After someone dies, their estate typically goes through a legal process called probate. This involves validating the deceased person’s will, if one exists, and distributing their assets and paying off any outstanding debts. The probate process ensures that the deceased person’s wishes are followed and that their estate is settled in an organized and fair manner.

Executor of the Estate

One important aspect of handling an estate after someone dies is the appointment of an executor. This is usually specified in the deceased person’s will. The executor is responsible for managing the estate throughout the probate process. Their duties may include identifying and inventorying assets, paying debts and taxes, and distributing inheritance to beneficiaries.

Types of Estates

There are different types of estates that can exist after someone dies, depending on various factors. Here are a few common types:

Testate Estate

A testate estate is one where the deceased person left behind a valid will. The will outlines how the assets should be distributed and who should be responsible for managing the estate. In this case, the probate process follows the instructions laid out in the will.

Intestate Estate

An intestate estate is one where the deceased person did not leave behind a valid will or any instructions for the distribution of their assets. In such cases, the estate will be distributed according to the laws of the state in which the person resided.

Small Estate

In some cases, the estate may be considered small and qualify for simplified probate procedures. This typically applies when the total value of the assets falls below a certain threshold set by state law. Simplified probate procedures can help expedite the settlement process.

Settling the Estate

Settling an estate involves various steps, including:

Asset Inventory

The executor must identify and inventory all the assets that belonged to the deceased person. This includes bank accounts, investments, real estate properties, personal possessions, and more. A thorough inventory is crucial for accurately valuing the estate.

Debt Settlement

The executor is responsible for paying off any outstanding debts owed by the deceased person. This can include mortgages, loans, credit card balances, and other liabilities.

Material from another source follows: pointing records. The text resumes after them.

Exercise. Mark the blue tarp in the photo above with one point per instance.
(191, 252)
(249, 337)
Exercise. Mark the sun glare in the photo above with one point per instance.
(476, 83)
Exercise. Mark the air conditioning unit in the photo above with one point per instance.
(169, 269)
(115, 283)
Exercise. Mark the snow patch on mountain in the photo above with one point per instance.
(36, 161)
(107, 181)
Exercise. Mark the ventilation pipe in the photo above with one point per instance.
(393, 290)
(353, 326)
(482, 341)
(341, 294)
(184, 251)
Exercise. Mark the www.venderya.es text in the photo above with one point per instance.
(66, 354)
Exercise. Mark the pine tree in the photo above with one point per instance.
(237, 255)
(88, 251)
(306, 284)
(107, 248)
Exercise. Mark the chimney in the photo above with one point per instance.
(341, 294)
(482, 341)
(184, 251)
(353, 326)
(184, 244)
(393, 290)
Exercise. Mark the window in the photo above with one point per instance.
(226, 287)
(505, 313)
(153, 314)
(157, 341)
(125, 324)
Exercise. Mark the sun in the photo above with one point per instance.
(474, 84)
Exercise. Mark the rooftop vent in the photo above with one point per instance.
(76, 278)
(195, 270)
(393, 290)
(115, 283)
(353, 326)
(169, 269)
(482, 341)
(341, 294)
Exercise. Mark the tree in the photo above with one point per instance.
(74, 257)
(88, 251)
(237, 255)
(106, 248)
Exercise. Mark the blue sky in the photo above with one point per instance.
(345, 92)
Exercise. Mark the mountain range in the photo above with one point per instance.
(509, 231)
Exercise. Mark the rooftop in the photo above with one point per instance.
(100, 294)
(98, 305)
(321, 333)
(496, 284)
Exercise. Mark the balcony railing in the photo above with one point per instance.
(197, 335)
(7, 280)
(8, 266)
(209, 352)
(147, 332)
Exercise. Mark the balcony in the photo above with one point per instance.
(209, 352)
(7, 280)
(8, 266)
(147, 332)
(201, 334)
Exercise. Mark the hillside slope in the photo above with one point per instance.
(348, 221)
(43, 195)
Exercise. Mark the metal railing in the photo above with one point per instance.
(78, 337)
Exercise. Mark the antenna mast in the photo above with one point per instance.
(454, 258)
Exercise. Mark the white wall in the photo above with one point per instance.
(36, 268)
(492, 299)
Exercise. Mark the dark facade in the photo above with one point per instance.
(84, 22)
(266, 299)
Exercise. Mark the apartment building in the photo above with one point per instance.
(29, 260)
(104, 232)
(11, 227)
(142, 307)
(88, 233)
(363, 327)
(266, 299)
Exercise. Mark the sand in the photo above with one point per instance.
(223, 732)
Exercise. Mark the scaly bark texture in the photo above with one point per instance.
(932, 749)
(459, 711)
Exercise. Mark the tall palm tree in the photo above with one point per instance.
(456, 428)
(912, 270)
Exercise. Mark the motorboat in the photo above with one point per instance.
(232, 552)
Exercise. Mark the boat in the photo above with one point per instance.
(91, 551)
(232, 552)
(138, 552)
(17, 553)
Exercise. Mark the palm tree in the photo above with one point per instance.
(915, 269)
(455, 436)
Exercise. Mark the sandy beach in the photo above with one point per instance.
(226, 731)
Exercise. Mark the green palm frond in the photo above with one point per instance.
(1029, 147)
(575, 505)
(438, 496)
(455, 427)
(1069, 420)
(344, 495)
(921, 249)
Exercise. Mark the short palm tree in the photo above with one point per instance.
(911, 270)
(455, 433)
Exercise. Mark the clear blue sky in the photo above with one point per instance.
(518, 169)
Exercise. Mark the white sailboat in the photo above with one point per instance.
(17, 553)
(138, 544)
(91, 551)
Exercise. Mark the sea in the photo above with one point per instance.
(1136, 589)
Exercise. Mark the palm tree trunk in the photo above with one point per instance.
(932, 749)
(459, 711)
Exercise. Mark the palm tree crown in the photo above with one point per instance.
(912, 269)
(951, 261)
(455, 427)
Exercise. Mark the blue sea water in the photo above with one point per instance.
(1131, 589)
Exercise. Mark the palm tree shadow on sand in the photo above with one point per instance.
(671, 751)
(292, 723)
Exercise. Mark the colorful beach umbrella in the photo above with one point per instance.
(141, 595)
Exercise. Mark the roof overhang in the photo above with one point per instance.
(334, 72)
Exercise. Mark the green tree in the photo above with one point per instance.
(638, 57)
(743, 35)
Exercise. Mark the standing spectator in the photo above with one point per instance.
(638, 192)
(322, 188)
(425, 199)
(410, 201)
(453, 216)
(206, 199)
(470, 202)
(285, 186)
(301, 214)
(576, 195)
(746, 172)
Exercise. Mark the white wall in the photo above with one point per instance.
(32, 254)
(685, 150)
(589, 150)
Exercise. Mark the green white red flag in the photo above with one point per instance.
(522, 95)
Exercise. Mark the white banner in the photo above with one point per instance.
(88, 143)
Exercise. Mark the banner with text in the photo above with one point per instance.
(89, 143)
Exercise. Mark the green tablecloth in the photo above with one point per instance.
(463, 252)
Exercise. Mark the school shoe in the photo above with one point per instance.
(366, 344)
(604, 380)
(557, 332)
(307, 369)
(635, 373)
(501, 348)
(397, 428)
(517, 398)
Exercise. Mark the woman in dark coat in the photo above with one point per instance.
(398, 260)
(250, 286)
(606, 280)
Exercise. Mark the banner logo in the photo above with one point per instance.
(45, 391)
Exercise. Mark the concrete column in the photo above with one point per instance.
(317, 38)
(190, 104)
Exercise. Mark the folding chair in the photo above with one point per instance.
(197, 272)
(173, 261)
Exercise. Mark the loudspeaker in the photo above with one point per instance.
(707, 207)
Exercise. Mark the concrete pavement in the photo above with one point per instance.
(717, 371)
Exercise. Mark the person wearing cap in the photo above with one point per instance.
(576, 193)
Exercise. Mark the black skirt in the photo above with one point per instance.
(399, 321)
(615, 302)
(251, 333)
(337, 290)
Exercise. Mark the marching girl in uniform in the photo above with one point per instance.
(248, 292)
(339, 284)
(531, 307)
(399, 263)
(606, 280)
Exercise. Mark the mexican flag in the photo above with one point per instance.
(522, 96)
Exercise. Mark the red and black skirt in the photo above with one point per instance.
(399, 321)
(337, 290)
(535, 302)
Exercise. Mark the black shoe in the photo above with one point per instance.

Debts are typically settled using funds from the estate.

Asset Distribution

Once all debts have been settled, the remaining assets can be distributed to the beneficiaries according to the instructions in the will or the laws of intestate succession. This may involve transferring ownership of properties, liquidating assets, or dividing funds among the beneficiaries.


Understanding what happens to an estate after someone dies can help demystify the probate process. Whether the estate is large or small, having a clear understanding of the steps involved can ensure a smooth settlement and the proper distribution of assets. If you find yourself in the position of handling an estate, it is advisable to seek professional guidance to navigate the legal requirements and ensure everything is handled properly.